第九話 初VS淀子

さて、もう見えていた事だが……討伐隊のメンバーが全滅した。

 ヤムチャの死体みたいになってる奴が数名。ある者に至っては、脚に包丁が刺さっている。

 

「汚いから片付けてね。このボロクズたち」

 

 流石の姉さんも、敵をボロクズ扱いする始末。

 これに関しては、同意せざるを得ないが。

 

「初……仇を、淀子を倒せ……」

「いきなり無茶言い出したぞこいつ」

「あいつの妹なら、良い戦いが……出来るかも……知れない」

「いや無理だよ」

「勝って、くれ……」

 

 チーン……。

 

「死んだァァァァッ!!」

 

 いや確かに脚が包丁に刺さったら痛いだろうけど、死にはしねえだろ!

 

「それで、アンタまさか私を倒すつもりじゃないでしょうね?」

「いや、やらねえよ」

「立て! 立つんだ初!」

「〇ョーじゃねえよ!」

 あと立ってるよ!

 

「まあ良いわ。

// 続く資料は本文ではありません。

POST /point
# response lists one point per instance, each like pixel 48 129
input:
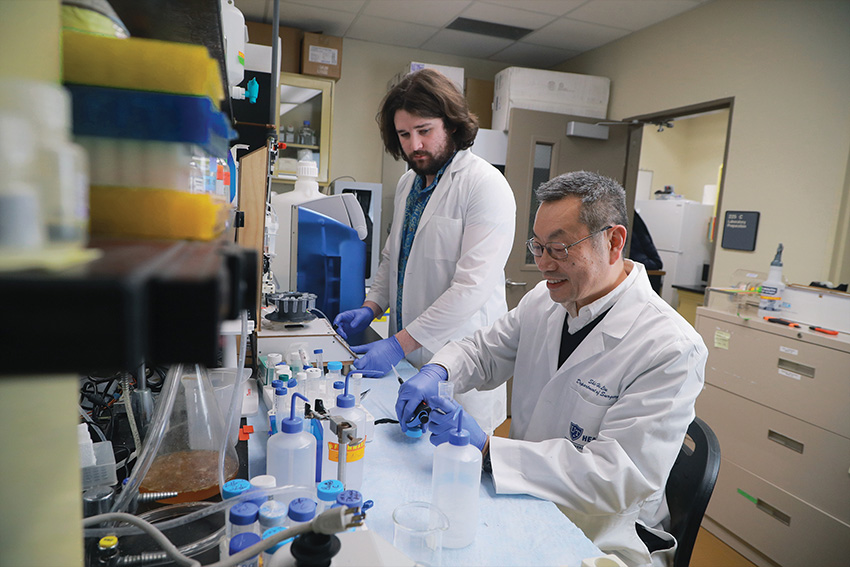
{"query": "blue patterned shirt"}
pixel 417 199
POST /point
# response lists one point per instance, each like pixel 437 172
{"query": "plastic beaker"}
pixel 187 458
pixel 418 532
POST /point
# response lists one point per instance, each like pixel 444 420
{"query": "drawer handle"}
pixel 773 512
pixel 796 367
pixel 785 441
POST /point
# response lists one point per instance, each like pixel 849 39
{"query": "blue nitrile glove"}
pixel 378 357
pixel 353 321
pixel 442 424
pixel 417 389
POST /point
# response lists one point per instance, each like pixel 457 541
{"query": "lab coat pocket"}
pixel 585 419
pixel 443 236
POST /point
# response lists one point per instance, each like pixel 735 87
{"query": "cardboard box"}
pixel 321 55
pixel 290 51
pixel 548 91
pixel 479 96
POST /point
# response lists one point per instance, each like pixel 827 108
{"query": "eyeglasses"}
pixel 557 250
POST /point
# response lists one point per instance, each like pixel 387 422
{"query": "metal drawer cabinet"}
pixel 802 459
pixel 781 526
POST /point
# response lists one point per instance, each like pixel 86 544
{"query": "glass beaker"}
pixel 418 532
pixel 188 455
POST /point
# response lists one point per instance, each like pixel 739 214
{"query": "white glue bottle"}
pixel 770 294
pixel 291 454
pixel 455 484
pixel 355 455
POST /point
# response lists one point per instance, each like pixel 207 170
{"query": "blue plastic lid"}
pixel 415 432
pixel 244 514
pixel 234 487
pixel 302 509
pixel 272 513
pixel 269 533
pixel 240 542
pixel 350 498
pixel 329 489
pixel 460 437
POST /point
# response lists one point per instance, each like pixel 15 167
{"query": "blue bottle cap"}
pixel 350 498
pixel 272 513
pixel 234 487
pixel 269 533
pixel 244 514
pixel 243 541
pixel 302 509
pixel 329 489
pixel 415 432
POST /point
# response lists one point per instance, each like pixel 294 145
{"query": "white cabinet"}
pixel 778 400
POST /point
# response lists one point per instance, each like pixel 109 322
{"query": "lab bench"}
pixel 513 529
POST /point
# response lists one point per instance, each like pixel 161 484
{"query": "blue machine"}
pixel 331 262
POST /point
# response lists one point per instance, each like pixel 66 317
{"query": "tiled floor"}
pixel 708 550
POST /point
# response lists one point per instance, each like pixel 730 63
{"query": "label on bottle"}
pixel 354 453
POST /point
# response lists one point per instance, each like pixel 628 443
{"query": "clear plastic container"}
pixel 291 454
pixel 455 486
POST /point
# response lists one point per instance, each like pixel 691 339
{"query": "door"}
pixel 538 150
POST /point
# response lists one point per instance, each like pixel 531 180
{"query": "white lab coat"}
pixel 454 281
pixel 599 435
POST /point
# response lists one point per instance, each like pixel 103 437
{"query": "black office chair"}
pixel 689 487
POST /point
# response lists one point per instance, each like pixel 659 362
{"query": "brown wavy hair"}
pixel 429 94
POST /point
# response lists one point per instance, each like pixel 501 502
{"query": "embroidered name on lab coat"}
pixel 598 389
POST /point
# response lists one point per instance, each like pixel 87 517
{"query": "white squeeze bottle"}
pixel 770 295
pixel 292 452
pixel 306 189
pixel 355 456
pixel 455 483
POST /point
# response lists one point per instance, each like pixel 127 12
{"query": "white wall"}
pixel 785 63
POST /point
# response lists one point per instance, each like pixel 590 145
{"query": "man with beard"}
pixel 442 268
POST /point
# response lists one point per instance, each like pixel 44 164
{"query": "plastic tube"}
pixel 234 413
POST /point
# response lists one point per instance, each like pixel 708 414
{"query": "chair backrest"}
pixel 689 487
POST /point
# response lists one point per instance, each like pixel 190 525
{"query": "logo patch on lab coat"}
pixel 575 431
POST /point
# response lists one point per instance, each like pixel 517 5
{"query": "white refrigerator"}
pixel 679 230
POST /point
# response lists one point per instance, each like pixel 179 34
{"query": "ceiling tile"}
pixel 465 44
pixel 628 14
pixel 506 16
pixel 535 56
pixel 313 19
pixel 254 10
pixel 436 13
pixel 565 33
pixel 350 6
pixel 551 7
pixel 381 30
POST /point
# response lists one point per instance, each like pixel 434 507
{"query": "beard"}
pixel 434 162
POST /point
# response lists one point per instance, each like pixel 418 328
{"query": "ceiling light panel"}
pixel 437 13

丁度体力が有り余っていた所よ! 体育前の準備運動に、アンタを倒す!」

「だからやらねえって言ってうわあああああああッ!」

 

 姉さんのドロップキック。私はそれを右に飛んで回避した。

 

「流石ね……じゃあこれはどう?」

 

 非常扉の裏側に回り込む姉さん。

 私は身構えて待機する。

 その次の瞬間。

 

 ――非常扉を盾にした姉さんが、私に襲い掛かってきた。

 

「非常扉でシールドアタックとかやめい!」

「ん? やだ!」

 

 非常扉を振り回しつつ言う。

 あんなの当たったら軽傷じゃ済まない。

 

「うわああッ!」

 

 姉さんが、壁をぶっ壊した。

 

「弁償しろよな!」

「ん? 無理」

「てめえェェェェェッ!」

 

 もうこの際壁破壊はどうでも良い。

 姉さんを止めなければ。

 

「封印してたアレを使うしかない!」

 

 ポケットから取り出したのは鉄球。

 当たるかどうかも、当たってダメージが入るかどうかも分からないが、投げるしかない!

 

「喰らえええええええええええッ!!」

 

 野球選手のように、私は鉄球を投げ飛ばした。

 しかし。

 

「あへ……?」

 

 鉄球の方から、ピキっと割れだした。

 ノーダメージならまだ許せるが、鉄球の方から割れるなんて予想外だ。

 

「どうした? 笑えよ初」

 

 こんなん〇ジータが見ても笑えねえよ!!

 姉さんは高く飛び上がる。そのまま非常扉を両手で掲げ、私の頭に振り下ろした。

 当然だが、私の意識は暗転した。